Memory Model for C/C++11

其實是看了The C++ Memory Model之後，對於之前懵懂的點有點茅塞頓開，寫下來記錄。

Pre-C/C++11

先來看以下這段Code

int count = 0;
bool flag = false;
void thread1()
{
	count = 1;  // (1)
	flag = true; // (2)
}
void thread2()
{
	while(!flag);
	r0 = count;
}

就直覺上來說，r0拿到的值會是1，而事實往往不會這麼簡單。Compiler有可能把(1)和(2)的指令重排，因為對Single thread來說，如此重排不匯兌結果產生任何影響，如果我們就算強迫Compiler禁止指令重排，CPU也會有機會做這件事。

由於Java之前就遇過這樣的問題，因此在這方面的工作已經十分完善，所以C++直接借鑒其努力，推出了atomics Library和新的Memory Model。
先定義幾個名詞

Sequential Consistency

the operations of all threads are executed in some sequential order

the operations of each thread appear in this sequence in the order specified by their program

用Code來解釋上面的情形

int x = y = 0;
void thread1()
{
	x = 1;
	r1 = y;
}
void thread2()
{
	y = 1;
	r2 = x;
}

關於上述第一點，每個Thread執行的順序就是Program order。所以x = 1就是會在r1 = y之前執行，而y = 1亦會在r2 = x執行。關於第二點比較難以理解，每個Thread執行順序可以是任意的，不過以Total Sequence看來，每個Thread看到的情況是一樣的。
如上面的Code有幾種Execution posiible

x = 1 -> r1 = y -> y = 1 -> r2 = x r1 = 0, r2 = 1
y = 1 -> r2 = s -> x = 1 -> r1 = y r1 = 1, r2 = 0
x = 1 -> y = 1 -> r1 = y -> r2 = x r1 = 1, r2 = 1

酸然這不代表所有可能的執行順遜，不過一旦執行順序確定，每個Thread看到的執行順序都是相同的。而每個各自的Thread獨自的執行順序是有序的。因此保證沒有Data race的可能性。
因此C++11藉由此定義了A Memory Model for C++: Sequential Consistency for Race-Free Programs而這是最簡單的

Synchronize

在C++有訂定某些operation具有synchronizing的特質，例如

void thread1()
{
	X();
	A();
}
void thread2()
{
	B();
	Y();
}

若A()和B()之間有synchronizes with關係的話，那麼X() happen before Y()
以最容易理解的Lock來當範例

std::mutex mtx;
bool bDataReady = false;
void thread1()
{
	mtx.lock();
	PrepareData();
	bDataReady = true;
	mtx.unlock();
}
void thread2()
{
	mtx.lock();
	if (bDataReady) {
		ConsumeData();
	}
	mtx.unlock();
}

根據Mutex所提供的synchronization

Mutex provides inter-thread synchronization:
unlock() synchronizes with calls to
lock() on the same mutex object.

以這個範例來看的話，PrepareData() happen before ConsumeData()，。所以可以拿到希望的資料。
由於Mutex有時候有點殺雞用牛刀的感覺，因此有更輕量的std::atomic來提供大部分的synchronizes with語意。

Atomic

對於Atomic的Memory Model又分三種

sequentially consistent

如同上面說的那些一樣，也是atomic的預設Memory model，不多說了。

relaxed

關於Relaxed model的描述

Each memory location has a total modification order(however, this order cannot be observed directly)

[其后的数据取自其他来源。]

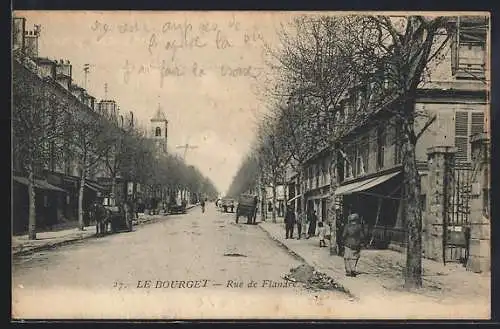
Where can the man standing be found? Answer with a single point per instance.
(301, 223)
(353, 237)
(289, 222)
(312, 224)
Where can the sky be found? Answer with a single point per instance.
(202, 68)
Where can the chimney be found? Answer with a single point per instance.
(18, 32)
(31, 43)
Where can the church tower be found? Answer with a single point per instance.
(159, 131)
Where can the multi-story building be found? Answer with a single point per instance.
(57, 181)
(368, 171)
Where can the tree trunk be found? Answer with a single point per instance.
(31, 201)
(332, 209)
(81, 224)
(263, 209)
(413, 214)
(273, 213)
(113, 186)
(302, 197)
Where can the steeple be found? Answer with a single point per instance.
(159, 130)
(159, 116)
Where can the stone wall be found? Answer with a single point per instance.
(480, 240)
(440, 159)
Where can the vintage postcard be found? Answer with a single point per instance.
(250, 165)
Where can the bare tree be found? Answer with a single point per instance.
(273, 156)
(90, 145)
(119, 138)
(406, 46)
(37, 122)
(380, 61)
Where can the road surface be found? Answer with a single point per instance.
(196, 265)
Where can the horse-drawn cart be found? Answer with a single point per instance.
(247, 206)
(119, 217)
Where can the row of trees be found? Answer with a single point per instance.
(328, 75)
(55, 130)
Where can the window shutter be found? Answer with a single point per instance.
(462, 135)
(477, 123)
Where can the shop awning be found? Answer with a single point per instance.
(94, 186)
(294, 198)
(364, 184)
(41, 184)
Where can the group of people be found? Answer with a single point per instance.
(300, 219)
(350, 236)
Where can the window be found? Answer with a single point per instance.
(362, 156)
(468, 47)
(380, 147)
(398, 145)
(316, 172)
(467, 123)
(423, 200)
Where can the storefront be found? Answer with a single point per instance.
(49, 204)
(378, 200)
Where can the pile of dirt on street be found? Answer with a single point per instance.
(313, 279)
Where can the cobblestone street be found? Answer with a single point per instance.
(106, 277)
(198, 266)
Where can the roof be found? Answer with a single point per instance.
(159, 116)
(323, 151)
(41, 184)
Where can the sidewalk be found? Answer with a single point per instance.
(381, 271)
(21, 245)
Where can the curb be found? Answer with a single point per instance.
(31, 250)
(302, 259)
(25, 252)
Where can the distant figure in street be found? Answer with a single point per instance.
(301, 223)
(312, 224)
(352, 236)
(321, 233)
(202, 203)
(289, 222)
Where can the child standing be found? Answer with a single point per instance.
(321, 233)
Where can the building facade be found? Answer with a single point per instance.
(366, 163)
(57, 181)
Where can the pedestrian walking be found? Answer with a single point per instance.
(289, 223)
(322, 234)
(312, 224)
(352, 236)
(301, 223)
(202, 203)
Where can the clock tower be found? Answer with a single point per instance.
(159, 131)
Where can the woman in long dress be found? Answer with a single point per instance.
(352, 237)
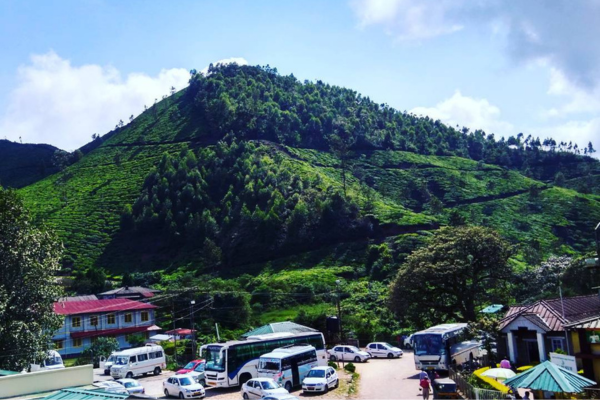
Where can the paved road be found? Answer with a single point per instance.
(389, 379)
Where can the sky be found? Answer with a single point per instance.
(74, 68)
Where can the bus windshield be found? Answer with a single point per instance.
(429, 344)
(215, 358)
(269, 364)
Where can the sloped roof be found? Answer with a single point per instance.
(99, 306)
(550, 311)
(551, 378)
(279, 327)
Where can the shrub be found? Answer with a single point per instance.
(350, 367)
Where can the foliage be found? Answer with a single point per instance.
(102, 346)
(29, 258)
(350, 367)
(459, 270)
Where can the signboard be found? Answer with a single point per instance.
(593, 336)
(562, 360)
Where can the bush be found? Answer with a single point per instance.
(350, 367)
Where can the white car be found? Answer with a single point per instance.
(348, 353)
(320, 379)
(383, 349)
(111, 387)
(132, 386)
(258, 388)
(184, 387)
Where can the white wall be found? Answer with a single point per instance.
(45, 381)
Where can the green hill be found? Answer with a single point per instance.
(24, 164)
(266, 181)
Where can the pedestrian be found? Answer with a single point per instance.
(424, 383)
(505, 363)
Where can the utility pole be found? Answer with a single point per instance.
(193, 303)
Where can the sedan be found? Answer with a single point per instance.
(258, 388)
(382, 349)
(132, 386)
(184, 387)
(320, 379)
(348, 353)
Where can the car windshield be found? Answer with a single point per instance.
(122, 360)
(215, 359)
(268, 385)
(185, 381)
(316, 373)
(269, 364)
(429, 345)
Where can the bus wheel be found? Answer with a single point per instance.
(245, 378)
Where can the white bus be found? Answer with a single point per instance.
(288, 365)
(234, 362)
(438, 347)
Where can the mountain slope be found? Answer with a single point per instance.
(119, 209)
(23, 164)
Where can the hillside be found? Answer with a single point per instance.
(24, 164)
(247, 167)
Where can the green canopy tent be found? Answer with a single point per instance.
(550, 378)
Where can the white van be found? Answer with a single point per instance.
(138, 361)
(288, 365)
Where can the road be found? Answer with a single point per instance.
(389, 379)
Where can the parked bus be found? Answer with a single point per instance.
(288, 365)
(234, 362)
(438, 347)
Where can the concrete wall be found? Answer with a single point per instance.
(45, 381)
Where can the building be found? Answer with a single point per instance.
(129, 292)
(279, 327)
(89, 319)
(530, 332)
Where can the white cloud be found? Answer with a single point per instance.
(470, 112)
(225, 61)
(61, 104)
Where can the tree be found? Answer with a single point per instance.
(29, 259)
(461, 269)
(101, 347)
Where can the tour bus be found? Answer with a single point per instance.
(234, 362)
(438, 347)
(137, 361)
(288, 365)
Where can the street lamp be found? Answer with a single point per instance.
(193, 303)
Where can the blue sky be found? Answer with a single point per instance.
(73, 68)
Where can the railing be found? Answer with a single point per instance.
(470, 392)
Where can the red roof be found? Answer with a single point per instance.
(114, 332)
(99, 306)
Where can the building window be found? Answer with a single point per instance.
(557, 343)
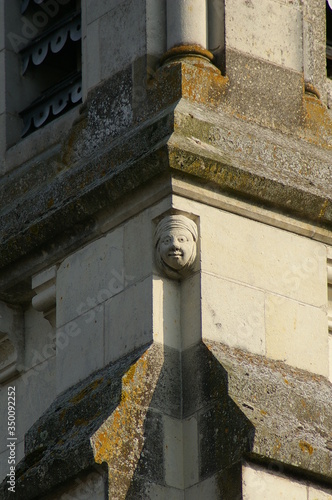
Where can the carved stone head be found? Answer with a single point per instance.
(175, 245)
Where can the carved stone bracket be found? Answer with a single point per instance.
(11, 341)
(329, 287)
(45, 299)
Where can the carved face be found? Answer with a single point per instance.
(176, 247)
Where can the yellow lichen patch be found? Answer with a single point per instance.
(323, 209)
(277, 446)
(306, 447)
(120, 440)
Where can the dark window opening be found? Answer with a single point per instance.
(51, 61)
(329, 38)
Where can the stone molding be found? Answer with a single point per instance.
(11, 342)
(44, 284)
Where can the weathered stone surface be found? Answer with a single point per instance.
(57, 447)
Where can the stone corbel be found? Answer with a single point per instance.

Memory operations performed by the same thread on the same memory location are not reordered with respect to the modification order.

每個記憶體位根據時間有一定性的修改順序。因此一個記憶體內的值根據時間軸來表示的話，可能是
v0 -> v1 -> v2 -> v3 -> v4 -> ..... -> vn
而在同一個Thread，他的Memory order不能被修改，因此在這個Thread看到的可能是
v0 -> v2 -> v3 -> vn ，或者是 v1 -> v2 -> v3，絕不可能是 v1 -> v0 -> v2這種情形
不過不同Thread的順序不受此限制，因此當某個Thread已經從v0->v1->v2時，另外一個Thread允許看到v0的存在。
因此下面這段Code就會有問題

atomic<bool> f=false;
atomic<bool> g=false;
void thread1()
{
	f.store(true, memory_order_relaxed);
	g.store(true, memory_order_relaxed);
}
void thread2()
{
	while(!g.load(memory_order_relaxed));
	assert(f.load(memory_order_relaxed));
}

以上麵的例子來說，雖然Thread1已經將f從flast->true了，不過thread2的f允許讀到false，所以assert可能匯出錯。
所以relaxed model只是核當Atomic operation，例如Counter，不是合作Thread間的同步。為了解決這問題，引進了Acquire-Release model

Acquire-Release (Consume-Release)

Consume-Release是Acquire-Release的弱化版，這邊就不提了。來看Acquire-Release的定義

a store-release operation synchronizes with all load-acquire operations reading the stored value.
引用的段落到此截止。